Tudo, menos o coração. Este ela ficou segurando, até sentir o calor e as pulsações se extinguirem na mão. Vida que aos poucos se aquietou, como se soubesse que aquilo não era um fim, mas um novo existir na sobrevivência de outros. Respeitosamente, Alexandra guardou o órgão adormecido no alforje que trazia junto ao peito. Quando mais tarde o consumisse, deixaria de estar totalmente morto.

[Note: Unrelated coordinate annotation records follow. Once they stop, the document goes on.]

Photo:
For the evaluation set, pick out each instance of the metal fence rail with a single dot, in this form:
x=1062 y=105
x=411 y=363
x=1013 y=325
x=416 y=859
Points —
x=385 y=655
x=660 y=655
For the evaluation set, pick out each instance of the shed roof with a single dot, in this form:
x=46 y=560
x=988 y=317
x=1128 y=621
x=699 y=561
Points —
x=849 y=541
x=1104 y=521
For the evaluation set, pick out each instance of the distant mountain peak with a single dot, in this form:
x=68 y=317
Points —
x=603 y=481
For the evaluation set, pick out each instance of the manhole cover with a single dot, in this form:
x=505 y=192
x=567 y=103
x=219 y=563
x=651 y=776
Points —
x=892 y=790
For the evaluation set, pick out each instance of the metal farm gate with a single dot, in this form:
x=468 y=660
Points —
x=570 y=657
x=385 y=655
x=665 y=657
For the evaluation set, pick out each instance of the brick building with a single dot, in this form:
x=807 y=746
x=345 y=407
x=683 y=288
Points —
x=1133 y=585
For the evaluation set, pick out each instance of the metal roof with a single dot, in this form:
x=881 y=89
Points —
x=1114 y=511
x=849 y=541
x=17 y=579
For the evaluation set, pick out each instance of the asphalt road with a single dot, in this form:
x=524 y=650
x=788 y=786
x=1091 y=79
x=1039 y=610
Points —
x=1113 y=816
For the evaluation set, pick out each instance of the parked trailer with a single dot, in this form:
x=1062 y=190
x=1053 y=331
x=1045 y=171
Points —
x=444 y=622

Depois, com movimentos rápidos e ágeis, retirou a pele do animal, e a enrolou. Cortou a carne em pedaços grandes que imediatamente salgou e deixou a carcaça já repleta de moscas.

Depositou tudo na parte de trás da carroça, lavou-se, vestiu-se toda, jogou no chão o resto de água que sobrou no balde e então... Ouviu um barulho não muito longe. Invasor do local ermo e distante.

Nada natural. Assustador, destruidor e estranho. Ruídos que alertavam para a presença do mais perigoso de todos os animais: o homem.

O primeiro impulso que teve foi partir na direção contrária, mas não era o tipo de pessoa capaz de negar ajuda, muito menos omitir socorro quando alguém estava precisando.

Com o candeeiro em uma das mãos e o arco na outra, correu guiada apenas pela audição.

__


Dualidade.

Sofia começava a entender a palavra em seu verdadeiro sentido.

Alternando entre pesar e felicidade extremos.

O balanço da carruagem fazendo com que a perna dela sem querer esbarrasse na de Alícia. Sem decifrar o que o olhar da mulher sentada ao seu lado realmente continha.

Alícia havia aceitado a proposta de servi-la na nova casa de imediato. Isso a mãe havia garantido. Mas, desde que tinham saído – e já estavam há mais de quatro horas na estrada –, não havia pronunciado uma palavra sequer.

Não que Alícia fosse de falar muito. Mesmo na infância, quando ainda eram íntimas, tinha uma economia de palavras tímida. Mas Sofia esperava que, por estarem novamente sozinhas e juntas, em direção a um lugar desconhecido...

Deixou escapar um suspiro audível. Alícia perguntou:

– Algum problema, senhorita? Deseja alguma coisa?

Envergonhada, Sofia fez que não com a cabeça.

Precisava aproveitar. Dizer alguma coisa. Diversas vezes tomou coragem. Molhou os lábios, chegou a abri-los, mas o nervosismo impossibilitou a emissão de som.

Quando finalmente juntou forças e certezas suficientes para conseguir, ouviu o cocheiro gritar, estalando o chicote, acelerando a ponto de lançá-las com força contra o banco.

Alícia perguntou, parecendo sinceramente preocupada:

– A senhorita está bem? Não se machucou?

Antes que Sofia pudesse dar a resposta, um dos homens que cavalgavam escoltando-as gritou pela janela:

– Fiquem abaixadas!

Com a ajuda de Alícia, Sofia obedeceu. E então, uma grande confusão. Ruídos que ela não conseguiu reconhecer. Sentiu o corpo de Alícia muito próximo, o hálito dela no rosto, sussurrando a materialização de um sonho:

– Dispa-se!

Sem conseguir acreditar, achando que não havia escutado direito, perguntou atônita:

– O quê?

Alícia explicou a real intenção:

– Vamos trocar de roupa. Para que não reconheçam a senhorita caso nos alcancem.

Sem esperar resposta, ajudou Sofia a livrar-se do que estava vestindo e a colocar o uniforme de criada. Só então se vestiu.

Sofia estranhou a aspereza do tecido. Em nada parecida com a leveza e maciez dos que estava acostumada a usar. Mal teve tempo de aspirar o aroma da outra, inebriada por tê-lo contra o corpo, e a porta se abriu. Dois homens estranhos – um de bigode e o outro com uma cicatriz assustadora no rosto – iluminaram o interior da carruagem.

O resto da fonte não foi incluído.